Book Review: Red Clocks – Leni Zumas


Posted March 27, 2018 in Print

DDF apr-may-24 – Desktop

Red Clocks

Leni Zumas

The Borough Press

Leni Zumas’ second novel is set in a fishing village lashed by rain on the northwestern coast of the US, by a sea that, in stark opposition to the novel’s protagonists, “doesn’t suffer from not knowing what on earth, exactly, it is meant to do”. The concept of life’s purpose, most specifically women’s purpose in life and the ways in which this is prescribed, judged and controlled by others – both at individual and institutional levels – is at the thematic heart of this sparkling, diaphanous book.

The premise is a “dystopian near-future” in which abortion has been illegalised in the US. Border controls with Canada preclude the option of travelling for termination, and single parents are forbidden from adopting. Any woman seeking a termination risks a jail sentence.

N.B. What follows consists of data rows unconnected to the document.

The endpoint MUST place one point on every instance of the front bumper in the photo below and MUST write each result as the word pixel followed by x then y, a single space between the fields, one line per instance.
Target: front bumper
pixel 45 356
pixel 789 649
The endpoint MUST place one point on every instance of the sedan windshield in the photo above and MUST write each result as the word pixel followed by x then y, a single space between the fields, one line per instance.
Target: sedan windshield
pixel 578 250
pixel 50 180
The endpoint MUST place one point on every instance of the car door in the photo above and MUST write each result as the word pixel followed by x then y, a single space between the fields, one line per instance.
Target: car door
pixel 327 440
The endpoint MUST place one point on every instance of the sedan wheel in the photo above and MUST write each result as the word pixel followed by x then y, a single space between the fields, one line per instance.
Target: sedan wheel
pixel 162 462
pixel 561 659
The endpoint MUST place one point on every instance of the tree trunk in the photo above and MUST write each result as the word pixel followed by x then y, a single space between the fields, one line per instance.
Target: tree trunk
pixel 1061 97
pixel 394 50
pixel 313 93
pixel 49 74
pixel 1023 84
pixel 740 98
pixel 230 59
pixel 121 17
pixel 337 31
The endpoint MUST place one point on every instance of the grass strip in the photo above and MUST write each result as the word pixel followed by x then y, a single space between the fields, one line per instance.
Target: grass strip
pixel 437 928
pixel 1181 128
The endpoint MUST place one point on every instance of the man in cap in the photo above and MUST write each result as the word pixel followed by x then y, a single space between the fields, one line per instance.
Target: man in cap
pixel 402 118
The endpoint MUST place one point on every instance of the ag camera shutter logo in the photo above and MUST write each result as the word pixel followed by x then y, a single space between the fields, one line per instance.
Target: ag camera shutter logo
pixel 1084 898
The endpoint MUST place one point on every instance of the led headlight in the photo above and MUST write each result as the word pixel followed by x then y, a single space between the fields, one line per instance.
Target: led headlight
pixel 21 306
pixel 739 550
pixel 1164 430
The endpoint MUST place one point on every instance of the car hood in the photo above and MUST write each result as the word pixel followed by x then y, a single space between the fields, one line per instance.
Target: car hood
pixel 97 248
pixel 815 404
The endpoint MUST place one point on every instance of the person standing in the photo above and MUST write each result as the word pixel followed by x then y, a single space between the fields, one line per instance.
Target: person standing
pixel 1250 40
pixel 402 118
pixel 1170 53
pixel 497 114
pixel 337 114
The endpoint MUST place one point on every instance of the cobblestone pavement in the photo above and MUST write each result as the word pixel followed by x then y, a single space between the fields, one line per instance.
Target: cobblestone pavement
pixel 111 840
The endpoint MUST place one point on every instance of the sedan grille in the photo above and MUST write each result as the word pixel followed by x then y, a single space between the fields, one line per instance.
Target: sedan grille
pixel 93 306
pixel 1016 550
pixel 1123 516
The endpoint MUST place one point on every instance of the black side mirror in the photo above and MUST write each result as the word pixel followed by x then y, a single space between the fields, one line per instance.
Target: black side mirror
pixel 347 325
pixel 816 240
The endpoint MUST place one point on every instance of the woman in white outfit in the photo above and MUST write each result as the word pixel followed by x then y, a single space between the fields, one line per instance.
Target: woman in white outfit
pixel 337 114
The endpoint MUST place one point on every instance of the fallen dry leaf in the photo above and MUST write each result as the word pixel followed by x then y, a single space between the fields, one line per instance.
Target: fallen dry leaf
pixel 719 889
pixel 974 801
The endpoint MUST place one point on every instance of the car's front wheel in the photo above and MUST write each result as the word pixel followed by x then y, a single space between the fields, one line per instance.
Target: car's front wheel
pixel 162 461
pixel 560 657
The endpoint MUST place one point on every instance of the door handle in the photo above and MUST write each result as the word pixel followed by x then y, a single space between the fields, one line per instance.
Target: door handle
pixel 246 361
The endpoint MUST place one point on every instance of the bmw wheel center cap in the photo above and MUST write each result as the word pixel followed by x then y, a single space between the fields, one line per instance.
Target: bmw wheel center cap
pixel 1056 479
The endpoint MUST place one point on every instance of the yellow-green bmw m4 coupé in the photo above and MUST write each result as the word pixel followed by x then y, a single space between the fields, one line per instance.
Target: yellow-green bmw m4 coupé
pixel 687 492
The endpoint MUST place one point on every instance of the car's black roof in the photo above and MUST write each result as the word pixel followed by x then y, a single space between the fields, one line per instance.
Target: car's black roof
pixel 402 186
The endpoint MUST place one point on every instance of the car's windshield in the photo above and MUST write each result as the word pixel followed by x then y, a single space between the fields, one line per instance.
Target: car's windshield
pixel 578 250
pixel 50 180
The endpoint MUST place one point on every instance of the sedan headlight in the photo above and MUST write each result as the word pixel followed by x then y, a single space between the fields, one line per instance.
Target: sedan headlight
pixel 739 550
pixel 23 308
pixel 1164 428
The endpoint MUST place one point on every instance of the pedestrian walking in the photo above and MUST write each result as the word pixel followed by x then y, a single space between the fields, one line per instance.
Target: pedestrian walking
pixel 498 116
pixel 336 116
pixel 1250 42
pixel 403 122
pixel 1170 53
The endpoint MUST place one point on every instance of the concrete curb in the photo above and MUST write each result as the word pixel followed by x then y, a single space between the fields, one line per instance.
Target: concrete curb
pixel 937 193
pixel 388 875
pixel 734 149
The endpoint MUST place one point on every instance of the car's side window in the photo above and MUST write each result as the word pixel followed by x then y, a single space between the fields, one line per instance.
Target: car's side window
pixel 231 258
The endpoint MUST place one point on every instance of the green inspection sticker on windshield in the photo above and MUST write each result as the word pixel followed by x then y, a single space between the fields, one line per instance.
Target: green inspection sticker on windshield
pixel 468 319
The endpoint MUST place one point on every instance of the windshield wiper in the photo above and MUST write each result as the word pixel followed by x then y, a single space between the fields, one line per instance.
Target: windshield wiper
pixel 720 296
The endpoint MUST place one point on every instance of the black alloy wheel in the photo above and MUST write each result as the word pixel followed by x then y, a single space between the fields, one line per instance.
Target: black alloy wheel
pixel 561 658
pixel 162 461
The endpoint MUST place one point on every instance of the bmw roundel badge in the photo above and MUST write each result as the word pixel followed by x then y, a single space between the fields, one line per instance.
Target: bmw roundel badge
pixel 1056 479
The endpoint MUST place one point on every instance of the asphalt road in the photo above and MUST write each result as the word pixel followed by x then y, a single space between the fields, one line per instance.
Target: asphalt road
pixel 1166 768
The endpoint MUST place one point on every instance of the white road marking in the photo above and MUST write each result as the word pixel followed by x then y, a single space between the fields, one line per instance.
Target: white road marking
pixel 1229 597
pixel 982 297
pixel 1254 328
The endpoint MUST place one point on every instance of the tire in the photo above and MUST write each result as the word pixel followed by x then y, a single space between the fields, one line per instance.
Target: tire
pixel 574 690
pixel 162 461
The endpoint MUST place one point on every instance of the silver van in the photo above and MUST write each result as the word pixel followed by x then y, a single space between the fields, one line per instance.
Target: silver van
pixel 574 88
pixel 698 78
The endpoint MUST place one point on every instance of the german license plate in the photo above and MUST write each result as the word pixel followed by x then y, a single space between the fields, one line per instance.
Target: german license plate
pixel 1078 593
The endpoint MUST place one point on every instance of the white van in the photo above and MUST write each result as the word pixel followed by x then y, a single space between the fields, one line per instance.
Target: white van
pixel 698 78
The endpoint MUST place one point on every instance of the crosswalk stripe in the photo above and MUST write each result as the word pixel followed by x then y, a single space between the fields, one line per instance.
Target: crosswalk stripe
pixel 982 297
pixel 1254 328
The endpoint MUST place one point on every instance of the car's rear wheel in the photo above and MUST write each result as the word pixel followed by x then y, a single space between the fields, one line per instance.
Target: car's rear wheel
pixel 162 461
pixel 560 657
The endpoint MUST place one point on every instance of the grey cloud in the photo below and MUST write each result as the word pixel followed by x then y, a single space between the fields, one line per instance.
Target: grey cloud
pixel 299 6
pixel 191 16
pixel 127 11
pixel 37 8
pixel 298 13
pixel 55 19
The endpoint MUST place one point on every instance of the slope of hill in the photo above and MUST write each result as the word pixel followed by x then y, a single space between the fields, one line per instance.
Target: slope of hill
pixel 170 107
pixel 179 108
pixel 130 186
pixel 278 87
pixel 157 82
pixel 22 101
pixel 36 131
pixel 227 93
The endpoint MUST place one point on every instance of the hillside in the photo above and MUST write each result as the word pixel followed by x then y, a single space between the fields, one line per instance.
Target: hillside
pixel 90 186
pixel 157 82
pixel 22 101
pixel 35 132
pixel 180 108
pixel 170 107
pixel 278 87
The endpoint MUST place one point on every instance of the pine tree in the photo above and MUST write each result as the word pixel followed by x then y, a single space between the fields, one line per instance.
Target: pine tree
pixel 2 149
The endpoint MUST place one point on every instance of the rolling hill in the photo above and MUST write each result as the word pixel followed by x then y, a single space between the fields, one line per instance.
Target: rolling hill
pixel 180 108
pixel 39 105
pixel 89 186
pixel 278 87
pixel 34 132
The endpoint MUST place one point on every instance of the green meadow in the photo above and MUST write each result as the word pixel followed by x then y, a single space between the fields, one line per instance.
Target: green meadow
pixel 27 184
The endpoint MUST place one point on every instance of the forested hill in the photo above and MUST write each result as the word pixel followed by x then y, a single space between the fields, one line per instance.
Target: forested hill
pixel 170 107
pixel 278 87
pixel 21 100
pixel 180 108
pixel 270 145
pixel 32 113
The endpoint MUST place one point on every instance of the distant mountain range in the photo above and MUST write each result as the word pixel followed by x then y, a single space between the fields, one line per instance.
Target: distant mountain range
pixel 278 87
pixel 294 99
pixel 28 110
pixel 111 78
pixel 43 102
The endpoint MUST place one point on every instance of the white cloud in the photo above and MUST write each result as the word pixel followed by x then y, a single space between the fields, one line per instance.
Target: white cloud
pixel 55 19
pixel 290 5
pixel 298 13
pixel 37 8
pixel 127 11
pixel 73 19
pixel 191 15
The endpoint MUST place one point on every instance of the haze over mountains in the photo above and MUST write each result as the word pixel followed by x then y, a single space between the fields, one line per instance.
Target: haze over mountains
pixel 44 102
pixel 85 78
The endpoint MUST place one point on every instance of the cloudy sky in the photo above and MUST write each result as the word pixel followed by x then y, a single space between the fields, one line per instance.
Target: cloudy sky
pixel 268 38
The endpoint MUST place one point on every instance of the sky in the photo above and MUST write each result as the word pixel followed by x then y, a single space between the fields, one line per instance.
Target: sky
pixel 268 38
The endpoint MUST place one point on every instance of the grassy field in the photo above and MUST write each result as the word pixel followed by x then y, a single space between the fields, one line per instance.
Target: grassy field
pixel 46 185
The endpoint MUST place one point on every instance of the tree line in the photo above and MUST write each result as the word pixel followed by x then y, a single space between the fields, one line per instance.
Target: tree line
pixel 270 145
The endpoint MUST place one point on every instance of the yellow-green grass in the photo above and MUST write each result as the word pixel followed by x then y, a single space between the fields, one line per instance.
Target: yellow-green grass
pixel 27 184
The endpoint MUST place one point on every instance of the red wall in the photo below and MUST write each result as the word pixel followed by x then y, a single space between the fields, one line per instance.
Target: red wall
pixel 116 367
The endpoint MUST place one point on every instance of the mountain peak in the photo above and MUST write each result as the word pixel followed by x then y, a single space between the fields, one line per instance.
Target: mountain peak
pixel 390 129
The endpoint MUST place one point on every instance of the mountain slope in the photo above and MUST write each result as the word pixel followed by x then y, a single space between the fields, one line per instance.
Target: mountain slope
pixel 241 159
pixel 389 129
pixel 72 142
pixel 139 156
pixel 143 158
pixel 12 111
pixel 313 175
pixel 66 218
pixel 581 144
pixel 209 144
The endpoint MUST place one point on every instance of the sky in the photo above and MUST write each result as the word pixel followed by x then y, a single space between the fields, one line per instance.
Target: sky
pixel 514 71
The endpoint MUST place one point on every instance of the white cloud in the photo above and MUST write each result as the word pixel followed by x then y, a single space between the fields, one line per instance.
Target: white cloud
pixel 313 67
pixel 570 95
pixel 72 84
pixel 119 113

The book follows the narrative of four women whose lives have been affected by the restrictive legislation in different ways. The Biographer (Ro) is a 42-year-old schoolteacher and would-be writer whose desperate longing for motherhood, in conflict with her feminist politics, is driving her deep into debt as she pays her artificial insemination bills with credit cards. The Wife (Susan) to all appearances has a perfect family and home, but she is trapped in a loveless marriage, mired in depression, and secretly daydreams about driving off a cliff with her toddlers in the backseat. The Daughter (Mattie) is a gifted student who, dealing with a crisis pregnancy at 15, finds her options under the new law running out, and The Mender (Gin) is a hermit who lives in the forest and whose knowledge of herbal medicine is the last recourse for many local women whose access to healthcare is severely compromised.

We encounter these women at first as defined solely by their relationships to others, before they gradually come into focus as individuals; the ingenuity of this structure is that it allows us to see them first as they are perceived by each other and by the outside world, finally giving us a gradual and brilliantly realised insight into the rich interior life of each.

Throughout the book flits the ghost of a fifth woman: the biographer’s subject, Icelandic female Polar explorer Eivor Minervudottir – a 19th century scientist who preferred “immurement in the spectral wastes to a seat at the warmest hearth”. This is a woman whose research was not published under her own name, who had no children, no professional acknowledgment, whose life was nonetheless filled with learning and adventure: in terms of what constitutes a meaningful life, she is perhaps the ultimate proof that what is a good decision for one may not be a good decision for another; a conclusion which is borne out by each character in turn.

At a time when women’s reproductive rights are at the forefront of debate in our own country, Red Clocks is a beautifully rendered and extremely timely examination of the experience of what it is to inhabit a woman’s body and yet to be without the right to exercise autonomy over it.